A delicious and healthy vegetarian pasta dish featuring roasted plum tomatoes, Brussels sprouts, and fresh basil. Quick to prepare and bursting with flavor.
Prep Time 10 minutes
Cook Time 30 minutes
Total Time 40 minutes
Servings: 4 servings
Course: Dinner, Main Course
Cuisine: Italian, Vegetarian
Calories: 350

Ingredients
  

Vegetables
  • 225 g Duchy Organic British Baby Plum Tomatoes, halved
  • 2 cloves garlic, sliced
  • 200 g Brussels sprouts, trimmed and halved
  • 1 large handful basil leaves, roughly torn
Pasta and Condiments
  • 180 g wholewheat spaghetti Can substitute with regular or gluten-free pasta
  • 3 tbsp extra virgin olive oil Plus more for serving
  • 1.5 tbsp nonpareille capers, drained
  • 1 tbsp pine nuts Can substitute with walnuts or almonds

Method
 

Preparation and Roasting
  1. Preheat the oven to 200°C (400°F).
  2. In a baking dish, combine the halved plum tomatoes, sliced garlic, and Brussels sprouts.
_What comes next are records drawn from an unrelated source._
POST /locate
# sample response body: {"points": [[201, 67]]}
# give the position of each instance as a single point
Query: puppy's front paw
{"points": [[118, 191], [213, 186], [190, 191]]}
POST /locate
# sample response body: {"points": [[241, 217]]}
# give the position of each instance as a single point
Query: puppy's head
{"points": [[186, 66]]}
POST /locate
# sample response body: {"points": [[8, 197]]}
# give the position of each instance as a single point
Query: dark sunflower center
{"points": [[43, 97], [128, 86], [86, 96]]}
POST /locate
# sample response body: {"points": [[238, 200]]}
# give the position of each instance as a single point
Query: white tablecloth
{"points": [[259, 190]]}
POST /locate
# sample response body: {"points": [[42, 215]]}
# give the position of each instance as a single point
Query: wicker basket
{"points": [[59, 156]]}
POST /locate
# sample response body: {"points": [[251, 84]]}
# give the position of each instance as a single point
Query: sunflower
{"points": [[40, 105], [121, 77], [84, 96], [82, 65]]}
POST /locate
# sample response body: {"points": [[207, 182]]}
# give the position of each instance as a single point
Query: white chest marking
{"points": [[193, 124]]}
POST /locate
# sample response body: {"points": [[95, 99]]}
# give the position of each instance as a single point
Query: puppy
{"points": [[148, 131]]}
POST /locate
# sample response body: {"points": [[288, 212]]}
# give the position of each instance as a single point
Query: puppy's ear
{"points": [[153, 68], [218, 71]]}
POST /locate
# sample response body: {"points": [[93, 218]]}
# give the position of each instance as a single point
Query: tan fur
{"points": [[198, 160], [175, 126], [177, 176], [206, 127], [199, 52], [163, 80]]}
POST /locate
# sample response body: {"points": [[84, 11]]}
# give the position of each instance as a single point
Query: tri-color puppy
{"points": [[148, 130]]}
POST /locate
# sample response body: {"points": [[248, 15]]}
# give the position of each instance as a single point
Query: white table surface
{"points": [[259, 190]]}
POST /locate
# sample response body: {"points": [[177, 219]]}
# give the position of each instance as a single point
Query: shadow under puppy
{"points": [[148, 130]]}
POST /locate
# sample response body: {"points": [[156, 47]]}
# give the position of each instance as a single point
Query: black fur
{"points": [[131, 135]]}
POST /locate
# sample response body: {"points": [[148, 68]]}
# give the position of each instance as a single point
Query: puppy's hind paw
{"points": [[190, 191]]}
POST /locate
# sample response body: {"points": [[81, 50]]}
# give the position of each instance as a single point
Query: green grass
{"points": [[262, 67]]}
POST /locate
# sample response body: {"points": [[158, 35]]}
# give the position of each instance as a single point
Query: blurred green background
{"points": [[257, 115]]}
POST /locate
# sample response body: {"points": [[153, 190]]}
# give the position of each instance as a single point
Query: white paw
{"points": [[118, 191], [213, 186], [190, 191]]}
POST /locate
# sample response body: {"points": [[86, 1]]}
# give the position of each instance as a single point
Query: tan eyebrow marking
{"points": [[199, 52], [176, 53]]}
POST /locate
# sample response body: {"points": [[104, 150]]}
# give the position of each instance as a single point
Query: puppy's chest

Drizzle with olive oil, season with salt and pepper, and toss to coat.
  3. Roast in the oven for about 20 minutes until the tomatoes burst and the sprouts are tender.
Cooking Pasta and Assembling
  1. While the vegetables roast, cook the wholewheat spaghetti according to package instructions until al dente.
  2. Drain the pasta and reserve some pasta water.
  3. Add the roasted vegetables to the spaghetti along with the capers and pine nuts. Toss everything together, adding a little pasta water if needed to create a sauce.
  4. Stir in the torn basil leaves just before serving.

Notes

Leftovers can be stored in an airtight container in the fridge for 2-3 days. Avoid freezing with fresh basil to retain flavor.